How Long Does a Metal Roof Last
We’ve used the “longevity” buzzword quite a lot so far. But how long does a metal roof last? Well, as with every other roofing type, it depends.
Some will last up to 40 years, while others will last long enough to outlive the next generation (up to 100 years).
What Affects a Metal Roof’s Longevity
Despite being practically weatherproof, metal roofs are actually affected by intense weather conditions.
The significant temperature changes we can experience in SoCal will break the fasteners holding the roof together over time. That’s because these roofs will expand and contract depending on the temperature.
Also, if your new roof isn’t installed properly, you risk moisture penetrating through it, which will destroy it. That said, if your roofing contractor has experience with metal roof installations, you won’t have to worry about any issues.

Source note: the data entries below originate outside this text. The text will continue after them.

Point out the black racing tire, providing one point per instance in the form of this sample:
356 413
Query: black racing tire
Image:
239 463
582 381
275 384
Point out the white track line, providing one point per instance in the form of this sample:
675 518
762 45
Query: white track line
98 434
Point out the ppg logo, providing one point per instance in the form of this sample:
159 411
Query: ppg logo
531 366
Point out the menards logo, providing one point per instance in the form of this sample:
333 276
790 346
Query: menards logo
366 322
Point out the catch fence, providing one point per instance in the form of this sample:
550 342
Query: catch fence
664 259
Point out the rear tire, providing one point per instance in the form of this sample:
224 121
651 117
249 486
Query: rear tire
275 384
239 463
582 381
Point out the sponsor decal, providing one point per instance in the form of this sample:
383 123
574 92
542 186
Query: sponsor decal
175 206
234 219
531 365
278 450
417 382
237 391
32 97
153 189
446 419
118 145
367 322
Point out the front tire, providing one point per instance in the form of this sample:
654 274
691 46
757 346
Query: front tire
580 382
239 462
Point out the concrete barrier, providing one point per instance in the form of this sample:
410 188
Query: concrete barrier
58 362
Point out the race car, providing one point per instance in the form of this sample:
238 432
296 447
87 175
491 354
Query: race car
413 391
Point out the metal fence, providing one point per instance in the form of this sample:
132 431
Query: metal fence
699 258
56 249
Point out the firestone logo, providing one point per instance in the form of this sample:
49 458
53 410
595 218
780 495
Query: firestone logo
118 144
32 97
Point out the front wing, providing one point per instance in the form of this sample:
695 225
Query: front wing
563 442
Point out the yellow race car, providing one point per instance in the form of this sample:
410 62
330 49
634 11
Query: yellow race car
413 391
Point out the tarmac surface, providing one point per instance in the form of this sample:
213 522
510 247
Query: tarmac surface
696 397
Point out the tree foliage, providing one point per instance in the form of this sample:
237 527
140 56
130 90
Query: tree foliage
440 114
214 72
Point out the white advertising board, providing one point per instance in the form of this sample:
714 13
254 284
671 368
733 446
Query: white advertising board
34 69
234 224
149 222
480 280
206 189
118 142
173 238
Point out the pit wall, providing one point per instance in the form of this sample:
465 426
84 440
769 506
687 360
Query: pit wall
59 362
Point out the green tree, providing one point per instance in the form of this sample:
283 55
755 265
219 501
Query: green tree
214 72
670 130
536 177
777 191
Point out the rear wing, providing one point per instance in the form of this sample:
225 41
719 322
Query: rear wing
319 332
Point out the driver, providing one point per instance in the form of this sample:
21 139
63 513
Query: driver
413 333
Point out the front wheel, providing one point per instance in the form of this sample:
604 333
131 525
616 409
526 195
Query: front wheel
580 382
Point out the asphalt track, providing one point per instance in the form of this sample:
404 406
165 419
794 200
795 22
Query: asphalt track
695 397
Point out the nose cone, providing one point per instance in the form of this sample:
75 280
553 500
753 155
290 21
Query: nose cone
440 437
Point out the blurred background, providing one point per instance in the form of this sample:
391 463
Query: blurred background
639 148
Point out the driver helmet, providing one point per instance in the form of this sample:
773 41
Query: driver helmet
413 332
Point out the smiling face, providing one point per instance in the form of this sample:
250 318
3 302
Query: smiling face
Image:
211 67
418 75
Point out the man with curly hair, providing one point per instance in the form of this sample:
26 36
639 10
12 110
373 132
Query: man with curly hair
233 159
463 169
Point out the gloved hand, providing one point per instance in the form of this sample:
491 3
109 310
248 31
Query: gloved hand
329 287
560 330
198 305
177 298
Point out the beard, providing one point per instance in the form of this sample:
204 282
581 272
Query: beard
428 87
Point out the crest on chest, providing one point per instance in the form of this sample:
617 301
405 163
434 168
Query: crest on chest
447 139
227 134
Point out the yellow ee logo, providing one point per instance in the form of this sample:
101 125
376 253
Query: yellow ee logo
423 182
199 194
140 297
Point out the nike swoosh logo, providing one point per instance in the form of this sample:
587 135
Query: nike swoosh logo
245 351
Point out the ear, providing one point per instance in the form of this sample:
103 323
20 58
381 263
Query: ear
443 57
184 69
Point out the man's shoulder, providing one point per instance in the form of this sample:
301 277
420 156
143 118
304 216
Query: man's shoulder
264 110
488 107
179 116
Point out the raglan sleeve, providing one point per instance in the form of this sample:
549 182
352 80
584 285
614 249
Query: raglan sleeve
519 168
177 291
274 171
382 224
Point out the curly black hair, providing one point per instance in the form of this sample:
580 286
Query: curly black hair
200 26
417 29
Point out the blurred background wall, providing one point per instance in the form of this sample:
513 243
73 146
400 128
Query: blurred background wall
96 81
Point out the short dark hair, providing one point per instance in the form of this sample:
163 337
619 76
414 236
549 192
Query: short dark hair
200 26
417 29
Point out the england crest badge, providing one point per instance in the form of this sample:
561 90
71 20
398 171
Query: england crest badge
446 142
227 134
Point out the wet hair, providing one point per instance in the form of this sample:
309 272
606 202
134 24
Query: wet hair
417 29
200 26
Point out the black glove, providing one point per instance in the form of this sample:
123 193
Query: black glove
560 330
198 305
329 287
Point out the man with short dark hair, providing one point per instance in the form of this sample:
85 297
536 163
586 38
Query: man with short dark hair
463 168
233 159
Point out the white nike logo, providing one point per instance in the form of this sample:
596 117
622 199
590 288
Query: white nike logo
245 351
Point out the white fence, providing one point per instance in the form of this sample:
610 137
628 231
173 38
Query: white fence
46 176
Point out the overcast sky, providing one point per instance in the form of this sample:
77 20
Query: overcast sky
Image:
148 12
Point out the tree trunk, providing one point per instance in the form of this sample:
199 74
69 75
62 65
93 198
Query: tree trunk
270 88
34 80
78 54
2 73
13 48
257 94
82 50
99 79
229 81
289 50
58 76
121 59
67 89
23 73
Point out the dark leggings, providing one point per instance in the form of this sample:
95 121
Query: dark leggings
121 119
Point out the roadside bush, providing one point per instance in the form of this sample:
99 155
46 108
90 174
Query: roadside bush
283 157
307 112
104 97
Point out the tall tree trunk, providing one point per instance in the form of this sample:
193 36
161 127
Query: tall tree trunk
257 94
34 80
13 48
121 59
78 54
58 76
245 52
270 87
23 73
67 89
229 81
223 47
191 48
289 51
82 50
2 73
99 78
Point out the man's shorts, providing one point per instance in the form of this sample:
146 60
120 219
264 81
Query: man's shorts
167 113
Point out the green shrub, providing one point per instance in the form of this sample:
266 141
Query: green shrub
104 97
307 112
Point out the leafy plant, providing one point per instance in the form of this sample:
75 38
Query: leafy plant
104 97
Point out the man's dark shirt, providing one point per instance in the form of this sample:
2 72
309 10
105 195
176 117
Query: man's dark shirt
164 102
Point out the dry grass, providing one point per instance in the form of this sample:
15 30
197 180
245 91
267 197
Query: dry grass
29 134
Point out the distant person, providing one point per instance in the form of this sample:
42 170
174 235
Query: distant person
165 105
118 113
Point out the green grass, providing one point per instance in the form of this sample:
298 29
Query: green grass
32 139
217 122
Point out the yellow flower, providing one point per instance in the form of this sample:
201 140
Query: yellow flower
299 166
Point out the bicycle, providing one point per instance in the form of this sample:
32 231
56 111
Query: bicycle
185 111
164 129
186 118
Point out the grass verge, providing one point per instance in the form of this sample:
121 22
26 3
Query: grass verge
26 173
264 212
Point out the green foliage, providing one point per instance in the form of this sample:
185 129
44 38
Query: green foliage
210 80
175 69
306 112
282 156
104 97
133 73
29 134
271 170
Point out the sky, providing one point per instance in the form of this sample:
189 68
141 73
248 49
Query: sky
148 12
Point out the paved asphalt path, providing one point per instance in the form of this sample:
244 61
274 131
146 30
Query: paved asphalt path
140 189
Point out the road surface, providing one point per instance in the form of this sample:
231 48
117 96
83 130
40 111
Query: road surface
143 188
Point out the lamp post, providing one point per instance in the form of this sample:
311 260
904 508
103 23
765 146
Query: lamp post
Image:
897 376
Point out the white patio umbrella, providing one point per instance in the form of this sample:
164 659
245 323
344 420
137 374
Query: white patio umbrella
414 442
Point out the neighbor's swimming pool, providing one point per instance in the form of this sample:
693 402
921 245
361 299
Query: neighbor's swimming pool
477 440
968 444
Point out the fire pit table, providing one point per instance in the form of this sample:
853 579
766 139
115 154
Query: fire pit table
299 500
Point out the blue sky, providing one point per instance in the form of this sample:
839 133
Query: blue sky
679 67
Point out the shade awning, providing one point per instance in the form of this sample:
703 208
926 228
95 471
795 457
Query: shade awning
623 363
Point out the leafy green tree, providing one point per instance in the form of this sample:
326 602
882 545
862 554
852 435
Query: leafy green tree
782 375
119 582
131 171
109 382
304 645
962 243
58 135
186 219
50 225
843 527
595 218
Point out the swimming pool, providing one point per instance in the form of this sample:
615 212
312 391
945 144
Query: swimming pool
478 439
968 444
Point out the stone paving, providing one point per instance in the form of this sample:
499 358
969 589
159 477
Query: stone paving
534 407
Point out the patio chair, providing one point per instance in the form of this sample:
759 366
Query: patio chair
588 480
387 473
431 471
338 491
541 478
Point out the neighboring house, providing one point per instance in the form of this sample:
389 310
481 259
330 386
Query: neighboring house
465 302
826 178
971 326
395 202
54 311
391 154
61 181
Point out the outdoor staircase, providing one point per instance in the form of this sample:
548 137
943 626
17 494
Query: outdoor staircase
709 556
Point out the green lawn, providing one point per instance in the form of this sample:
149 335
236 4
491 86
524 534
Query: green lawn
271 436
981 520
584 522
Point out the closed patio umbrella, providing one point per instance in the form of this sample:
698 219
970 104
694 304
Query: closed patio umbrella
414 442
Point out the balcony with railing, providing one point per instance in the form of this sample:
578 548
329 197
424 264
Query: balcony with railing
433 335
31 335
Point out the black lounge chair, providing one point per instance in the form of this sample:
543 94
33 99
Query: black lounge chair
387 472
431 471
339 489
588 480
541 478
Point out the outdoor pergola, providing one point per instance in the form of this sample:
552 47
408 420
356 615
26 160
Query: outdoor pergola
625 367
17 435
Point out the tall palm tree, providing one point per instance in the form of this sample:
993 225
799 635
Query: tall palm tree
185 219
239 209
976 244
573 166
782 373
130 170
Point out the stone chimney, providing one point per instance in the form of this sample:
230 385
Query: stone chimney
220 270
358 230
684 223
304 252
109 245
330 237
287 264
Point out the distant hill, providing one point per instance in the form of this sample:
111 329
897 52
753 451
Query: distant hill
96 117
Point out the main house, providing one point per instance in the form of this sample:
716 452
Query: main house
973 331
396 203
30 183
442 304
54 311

What Are the Main Metal Roofing Components
Metal roofing components aren’t that different from what’s used in most roofs. You’ll still find general parts of a roof, like valleys and gables. But, there are some components that differ, these being:
- Fasteners and Clips
- Sealant and Closures
What Are the Benefits of Metal Roofing
So, now that we’ve covered some of the key information about these roofs, let’s see why there’s so much hype around them.
We’ve already thoroughly covered this, but we can’t stress it enough. Even in a worst-case scenario, a metal roof will last you around 40 years, with most actually lasting between 50-75 years.
From the Santa Ana winds to the heatwaves in the summer and the rare snow in the winter, metal roofs will brush them all off.
Oh, and did we mention that they are also fireproof? So, even if a lightning bolt strikes it (a very rare occurrence, contrary to popular belief), it will be just fine.
Unlike other roofing materials, like asphalt-based shingles, metal roofs are 100% recyclable. Plus, most types will be partly composed of recycled materials, adding to their eco-friendliness.
Metal roofs won’t only last long; they’ll also reflect UV rays. In turn, your house will remain cooler during the summer and hotter during the winter, making them very energy-efficient. So, you’re also saving up on the electricity bill!
What Are the Disadvantages of a Metal Roof
With so many benefits, the real question is, what are the disadvantages of a metal roof? And, no, we don’t believe that they’re noisy. Or noisy enough for it to be considered a con.
Look, these are undoubtedly expensive. The initial cost will be very high compared to other roof types. However, they’re long-lasting and energy-efficient, making them a great investment in the long run.
The biggest disadvantage of a metal roof is that the affordable options are slippery all year round. The more expensive ones will also get slippery once rain or snow hits, though water doesn’t stagnate on them. So, you’ll have to be careful when maintenance time comes around.
Metal Roofing Installation at Its Finest
And that’s about everything there’s to say regarding metal roofing. In general, their benefits significantly outweigh their drawbacks. Plus, they won’t put too much weight on our backs when we install them!